© Corentin Fohlen/ Divergence. Paris, France. 24 juin 2016. Portrait des createurs de la marque equitable, Veja: Francois-Ghislain Morillion, et Sebastien Kopp. Veja est une marque francaise de baskets, de sacs et d'accessoires ecologiques et issus du commerce equitable.

Il y a 15 ans, Sébastien Kopp et François-Ghislain Morillion ont fait le choix de quitter leurs jobs dans la finance pour un tour du monde. Pendant un an, ils ont étudié le commerce équitable et découvert une autre façon de produire, plus juste pour l’homme et l’environnement. Quelques mois plus tard, ils lançaient la première collection de baskets Veja fabriquée dans la pampa brésilienne. En fêtant cette année le dixième anniversaire de la marque ils prouvent aujourd’hui que produire équitable et vendre sans publicité, c’est possible.

Sébastien, où as-tu grandi ?

Je suis né à Marseille puis j’ai grandi entre Paris, Bruxelles, et San Francisco. Mes parents travaillaient chez IBM et étaient régulièrement mutés aux quatre coins du monde, ça m’a permis de voyager très jeune.

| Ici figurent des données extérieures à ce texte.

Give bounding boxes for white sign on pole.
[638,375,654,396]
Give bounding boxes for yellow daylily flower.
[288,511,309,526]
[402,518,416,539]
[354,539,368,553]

Comment as-tu rencontré François-Ghislain ?

On s’est rencontrés au collège, à 14 ans. On est devenus meilleurs potes et on ne s’est plus quittés. Après le bac, on a tous les deux fait le choix d’étudier l’économie, François-Ghislain à HEC et moi à la fac (à New York puis Paris-Dauphine) en management et économie. Nos études étaient plutôt portées vers l’international dans le but de travailler dans la finance ou le marketing. Après nos diplômes, on a intégré des banques d’affaires : j’étais chez Morgan Stanley à Washington et François-Ghislain travaillait à la Société Générale à New York. C’est à ce moment-là qu’on s’est rendu compte qu’on n’avait pas envie de ces vies-là.

Qu’est-ce qui vous gênait dans le fait de mener « ces vies-là » ?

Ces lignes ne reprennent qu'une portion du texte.